In the instant case, as pointed out in respondent's brief, ‘the instrumentality which caused the injury, i. e., the automobile, was not under the exclusive control of the defendants. The plaintiff had had exclusive control of the car for more than twenty-four hours up to and including the moment of injury. Plaintiff failed to prove that the brakes on the car were defective or that any failure of the brakes to function was the result of any negligence of the defendant. * * * It could well be inferred by the judge that the condition of the brakes had changed in that they had become wet or else the rain had made it impossible to stop the car’.

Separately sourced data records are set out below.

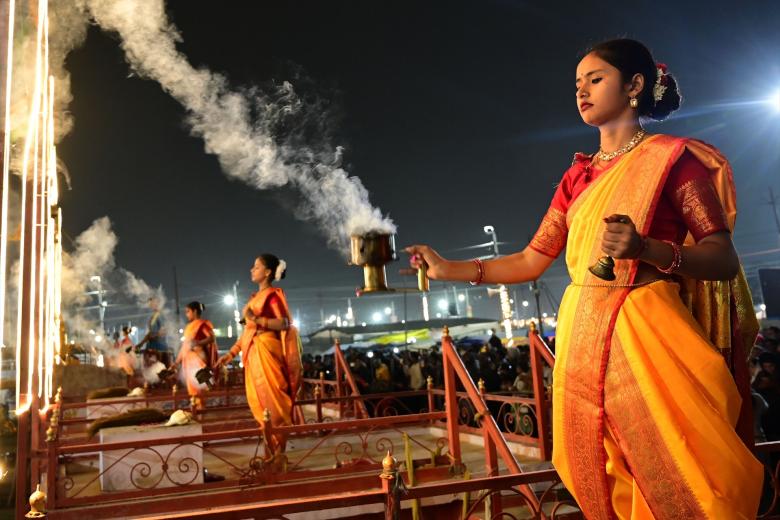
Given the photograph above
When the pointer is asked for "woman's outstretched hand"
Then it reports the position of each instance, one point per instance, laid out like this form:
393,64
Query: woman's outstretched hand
423,253
621,239
224,359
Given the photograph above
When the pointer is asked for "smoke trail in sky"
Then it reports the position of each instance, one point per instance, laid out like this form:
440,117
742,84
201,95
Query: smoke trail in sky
238,125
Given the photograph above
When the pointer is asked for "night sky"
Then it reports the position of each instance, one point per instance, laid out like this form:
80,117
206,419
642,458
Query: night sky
454,115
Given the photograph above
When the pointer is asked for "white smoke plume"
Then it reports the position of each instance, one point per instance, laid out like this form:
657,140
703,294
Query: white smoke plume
93,256
238,125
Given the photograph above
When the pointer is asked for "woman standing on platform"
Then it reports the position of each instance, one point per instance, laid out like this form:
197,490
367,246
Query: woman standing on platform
198,350
645,403
126,359
270,349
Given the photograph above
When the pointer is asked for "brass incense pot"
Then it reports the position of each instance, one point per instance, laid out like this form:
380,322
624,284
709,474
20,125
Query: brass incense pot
372,252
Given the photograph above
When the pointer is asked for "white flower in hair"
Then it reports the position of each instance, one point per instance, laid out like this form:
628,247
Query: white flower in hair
280,269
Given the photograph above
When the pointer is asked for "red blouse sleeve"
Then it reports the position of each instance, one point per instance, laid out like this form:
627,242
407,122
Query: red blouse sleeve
692,194
550,238
273,308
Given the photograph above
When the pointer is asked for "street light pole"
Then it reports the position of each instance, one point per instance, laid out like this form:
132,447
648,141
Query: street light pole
236,314
490,230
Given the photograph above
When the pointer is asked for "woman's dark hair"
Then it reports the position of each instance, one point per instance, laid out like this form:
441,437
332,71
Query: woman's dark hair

The res ipsa loquitur doctrine is not intended to open the door for mere speculation as to the cause of an injury. Rather, it furnishes a formula which in a proper case, many justifiably lead to a natural inference of negligence on the part of one who is in actual control of the particular situation. Under these circumstances the trial court's refusal to instruct on this point cannot be deemed reversible error. Moreover, the instruction tendered by plaintiff appears to assume that there was a failure of the brakes which was the cause of the accident, and then states that ‘In such a case an inference arises that the proximate cause of the failure of the brakes was some negligent conduct on the part of Defendant’.
Likewise, there was no prejudicial error in the trial court's refusal to give plaintiff's requested instruction quoting Section 670 of the Vehicle Code which prescribes brake requirements, and makes violation of the statute presumptive evidence of negligence. There was no showing that the defendant had been guilty of noncompliance with the statute by permitting the loan car to be operated upon a public highway in a defective or dangerous condition.
The record herein indicates that the case was submitted to the jury on all issues legitimately involved, and that the appellant has suffered no prejudice.
The judgment is affirmed.
WHITE, P. J., and DRAPEAU, J., concur.